# Do all Unix Books apply to FreeBSD?



## Vincent See (Feb 22, 2016)

Hello FreeBSD, I want to learn more about FreeBSD and my question is since FreeBSD is unix-like and cannot use unix because of licensing. When I buy a book about UNIX does all of the commands in the book work in FreeBSD?


----------



## kpedersen (Feb 22, 2016)

FreeBSD is UNIX-based so much of the content in other UNIX books will relate to it (as will Linux since it is UNIX-like). However if you are interested in other UNIXes you shouldn't need to license the UNIX brandname yourself to use an OS. Just pick up a second hand server running Solaris or (slightly pricier server running AIX).


----------



## Vincent See (Feb 22, 2016)

Thank you!


----------



## Oldrancher (Feb 25, 2016)

Very quickly, O'Reilly "Unix in a Nutshell"  is a good reference book to use when learning basics.  They published a "Berkely Edition" 30 years ago, which is more specific to FreeBSD than the later 3rd and 4th editions.   However, since FreeBSD has many System V/Solaris features available, much of which is in the 4th edition is applicable.
A very valuable adjunct is O'Reilly "Learning the vi and vim editors."  The major reason for knowing `vi` is that it has been the basic administration  editor that is in base system installations of every "Unix" distribution made since about 1980.  `vim` is a clone generally standard in Linux.  You may prefer `emacs`, but it is not always installed initially. 

Don't overlook the value of man() pages.  Those are installed on your system, and are the most specific information about what is actually installed on your system.

The above are things to get you going if you are new to Unix.

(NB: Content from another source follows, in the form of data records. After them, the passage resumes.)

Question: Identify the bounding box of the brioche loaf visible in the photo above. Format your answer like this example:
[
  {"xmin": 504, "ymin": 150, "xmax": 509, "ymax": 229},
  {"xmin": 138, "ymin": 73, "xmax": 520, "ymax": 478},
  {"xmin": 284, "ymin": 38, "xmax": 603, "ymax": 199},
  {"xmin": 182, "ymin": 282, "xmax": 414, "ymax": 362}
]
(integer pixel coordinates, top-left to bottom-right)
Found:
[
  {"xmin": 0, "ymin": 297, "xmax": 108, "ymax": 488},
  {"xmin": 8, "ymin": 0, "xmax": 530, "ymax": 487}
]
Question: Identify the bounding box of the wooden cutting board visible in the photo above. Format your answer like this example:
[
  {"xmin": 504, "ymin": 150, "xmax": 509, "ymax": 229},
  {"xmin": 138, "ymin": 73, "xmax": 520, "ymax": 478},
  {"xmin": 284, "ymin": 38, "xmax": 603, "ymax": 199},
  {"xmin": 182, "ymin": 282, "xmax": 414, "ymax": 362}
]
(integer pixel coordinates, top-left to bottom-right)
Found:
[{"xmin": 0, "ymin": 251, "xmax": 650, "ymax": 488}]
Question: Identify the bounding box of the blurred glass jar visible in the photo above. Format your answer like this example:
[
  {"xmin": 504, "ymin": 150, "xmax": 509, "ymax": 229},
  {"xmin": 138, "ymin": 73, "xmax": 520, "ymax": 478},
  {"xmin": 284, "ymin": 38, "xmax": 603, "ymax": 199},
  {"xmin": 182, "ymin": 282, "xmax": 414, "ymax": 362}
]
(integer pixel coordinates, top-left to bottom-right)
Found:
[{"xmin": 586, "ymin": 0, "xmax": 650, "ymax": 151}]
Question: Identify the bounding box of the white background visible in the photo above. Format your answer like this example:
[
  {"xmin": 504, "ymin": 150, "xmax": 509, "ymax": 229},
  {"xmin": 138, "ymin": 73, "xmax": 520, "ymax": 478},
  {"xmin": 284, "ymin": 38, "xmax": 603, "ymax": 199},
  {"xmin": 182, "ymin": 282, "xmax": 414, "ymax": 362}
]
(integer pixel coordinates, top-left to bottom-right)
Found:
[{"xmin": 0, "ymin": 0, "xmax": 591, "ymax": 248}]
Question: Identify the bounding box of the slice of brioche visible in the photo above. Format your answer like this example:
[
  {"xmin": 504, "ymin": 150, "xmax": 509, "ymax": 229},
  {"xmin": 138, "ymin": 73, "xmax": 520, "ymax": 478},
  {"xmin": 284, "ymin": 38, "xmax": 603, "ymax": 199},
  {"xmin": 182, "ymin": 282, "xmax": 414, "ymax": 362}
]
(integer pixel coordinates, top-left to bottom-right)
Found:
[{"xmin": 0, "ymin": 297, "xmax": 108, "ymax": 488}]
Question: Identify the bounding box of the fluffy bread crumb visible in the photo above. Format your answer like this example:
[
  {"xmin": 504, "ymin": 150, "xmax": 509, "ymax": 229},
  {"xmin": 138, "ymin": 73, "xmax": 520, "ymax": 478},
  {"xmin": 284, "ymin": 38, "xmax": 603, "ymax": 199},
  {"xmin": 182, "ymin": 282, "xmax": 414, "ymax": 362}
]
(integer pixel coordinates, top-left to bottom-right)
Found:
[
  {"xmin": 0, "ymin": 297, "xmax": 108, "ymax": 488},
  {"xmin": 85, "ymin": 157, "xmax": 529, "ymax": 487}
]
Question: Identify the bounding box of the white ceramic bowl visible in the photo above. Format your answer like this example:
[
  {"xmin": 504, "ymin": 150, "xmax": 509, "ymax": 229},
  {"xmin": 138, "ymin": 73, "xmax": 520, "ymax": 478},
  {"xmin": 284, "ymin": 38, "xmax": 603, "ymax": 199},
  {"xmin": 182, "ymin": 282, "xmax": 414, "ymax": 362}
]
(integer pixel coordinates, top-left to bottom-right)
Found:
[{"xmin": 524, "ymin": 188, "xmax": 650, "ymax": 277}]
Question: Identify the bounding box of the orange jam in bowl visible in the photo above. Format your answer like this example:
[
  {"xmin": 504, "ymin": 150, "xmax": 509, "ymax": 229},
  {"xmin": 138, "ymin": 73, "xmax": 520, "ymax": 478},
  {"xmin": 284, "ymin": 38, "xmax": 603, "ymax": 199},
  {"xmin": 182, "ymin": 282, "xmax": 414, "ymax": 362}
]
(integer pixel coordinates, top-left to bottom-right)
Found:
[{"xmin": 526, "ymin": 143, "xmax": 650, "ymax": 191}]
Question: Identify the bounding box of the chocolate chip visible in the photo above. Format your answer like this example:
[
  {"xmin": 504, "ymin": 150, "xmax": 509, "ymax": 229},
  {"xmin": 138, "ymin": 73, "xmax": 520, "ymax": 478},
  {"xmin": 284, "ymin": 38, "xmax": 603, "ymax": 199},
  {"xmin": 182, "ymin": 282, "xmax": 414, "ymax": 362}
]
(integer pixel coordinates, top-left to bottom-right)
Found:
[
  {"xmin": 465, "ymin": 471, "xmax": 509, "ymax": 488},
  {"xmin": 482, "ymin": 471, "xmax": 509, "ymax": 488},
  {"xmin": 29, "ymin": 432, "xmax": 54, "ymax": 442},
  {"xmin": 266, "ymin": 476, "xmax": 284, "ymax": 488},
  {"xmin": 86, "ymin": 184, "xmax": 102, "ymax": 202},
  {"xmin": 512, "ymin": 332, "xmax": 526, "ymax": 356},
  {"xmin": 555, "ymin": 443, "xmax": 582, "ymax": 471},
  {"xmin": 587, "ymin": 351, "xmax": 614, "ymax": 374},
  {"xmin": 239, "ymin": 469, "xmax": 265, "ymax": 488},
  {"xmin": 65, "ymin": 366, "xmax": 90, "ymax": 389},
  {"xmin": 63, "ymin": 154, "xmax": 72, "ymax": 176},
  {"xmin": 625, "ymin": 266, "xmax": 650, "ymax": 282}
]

For greater depth, you can read Marshall Mckusic  "The Design and Implementation of the FreeBSD Operating System."


----------



## PacketMan (Feb 26, 2016)

Oldrancher said:


> Very quickly, O'Reilly "Unix in a Nutshell"  is a good reference book to use when learning basics.



My copy must be 20+ years old, and I find it very handy with my FreeBSD endeavors. A nice sized book to leave in your bag.


----------